Elle laissera dans l’histoire contemporaine le souvenir d’un leader ultra conservateur et terriblement entêtée, convaincue de détenir la vérité, une des pires réactionnaires de l’après-guerre. Pourtant, tout avait bien commencé pour cette femme travailleuse, intelligente et méritante qui aurait pu, en étant jusqu’à ce jour, l’unique femme premier ministre, laisser une noble empreinte, dans le sillage de toutes les femmes qui, du droit de vote à la seconde guerre mondiale, ont mené de rudes batailles pour la liberté et l’émancipation. Fille d’une couturière et d’un épicier, Margaret Roberts mena de brillantes études secondaires qui lui permirent d’intégrer l’université d’Oxford encore très machiste et d’y obtenir une maîtrise de chimie. A 24 ans elle sera candidate, sans succès, pour la première fois, tout en entreprenant des études de droit qui feront d’elle une avocate.
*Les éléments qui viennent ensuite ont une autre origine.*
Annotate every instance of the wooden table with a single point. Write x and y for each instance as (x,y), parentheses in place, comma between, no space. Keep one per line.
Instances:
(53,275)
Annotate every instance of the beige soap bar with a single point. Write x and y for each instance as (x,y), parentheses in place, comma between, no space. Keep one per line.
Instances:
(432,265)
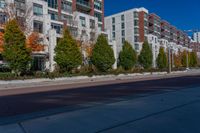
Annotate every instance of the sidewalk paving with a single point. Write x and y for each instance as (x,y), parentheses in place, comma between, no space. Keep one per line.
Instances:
(15,84)
(173,112)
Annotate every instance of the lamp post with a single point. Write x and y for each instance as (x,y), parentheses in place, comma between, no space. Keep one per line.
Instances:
(169,59)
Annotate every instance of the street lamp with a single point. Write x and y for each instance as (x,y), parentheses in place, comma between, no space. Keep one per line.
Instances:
(169,59)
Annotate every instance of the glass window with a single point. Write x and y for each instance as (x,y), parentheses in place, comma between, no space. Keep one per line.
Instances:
(97,5)
(123,32)
(37,9)
(2,3)
(54,15)
(99,16)
(113,27)
(123,40)
(122,25)
(113,35)
(66,6)
(83,22)
(57,27)
(136,15)
(92,23)
(113,20)
(38,26)
(122,17)
(136,46)
(53,3)
(136,22)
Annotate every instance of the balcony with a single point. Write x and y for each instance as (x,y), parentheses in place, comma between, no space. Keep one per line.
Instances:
(83,5)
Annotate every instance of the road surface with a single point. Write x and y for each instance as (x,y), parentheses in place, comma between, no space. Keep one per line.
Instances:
(17,106)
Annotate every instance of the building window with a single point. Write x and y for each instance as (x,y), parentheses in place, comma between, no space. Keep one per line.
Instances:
(136,46)
(99,16)
(66,6)
(145,16)
(92,24)
(67,18)
(113,35)
(136,15)
(57,27)
(54,15)
(122,17)
(113,27)
(123,40)
(2,3)
(100,27)
(97,5)
(136,38)
(122,25)
(53,3)
(83,21)
(136,30)
(113,20)
(136,22)
(38,26)
(123,32)
(37,9)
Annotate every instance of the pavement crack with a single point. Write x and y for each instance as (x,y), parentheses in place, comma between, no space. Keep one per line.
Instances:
(22,127)
(144,117)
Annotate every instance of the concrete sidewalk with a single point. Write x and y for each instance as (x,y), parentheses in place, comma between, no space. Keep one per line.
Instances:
(6,85)
(172,112)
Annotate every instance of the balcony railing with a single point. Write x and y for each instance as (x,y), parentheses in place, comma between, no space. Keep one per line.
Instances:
(83,3)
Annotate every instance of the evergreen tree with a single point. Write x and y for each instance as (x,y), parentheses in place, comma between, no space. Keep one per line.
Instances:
(102,55)
(145,58)
(67,54)
(162,59)
(193,59)
(15,51)
(127,57)
(184,59)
Lorsqu’elle prend la tête du parti conservateur en 1975, seule femme de l’état-major Tory, les espoirs des femmes et des féministes se sont déjà évanoui, puisque, depuis son passage au ministère de l’éducation (1970-1974), elle a été surnommée the milk snatcher, littéralement la voleuse de lait, pour avoir supprimé, en 1971, la distribution gratuite de lait aux enfants des écoles primaires britanniques.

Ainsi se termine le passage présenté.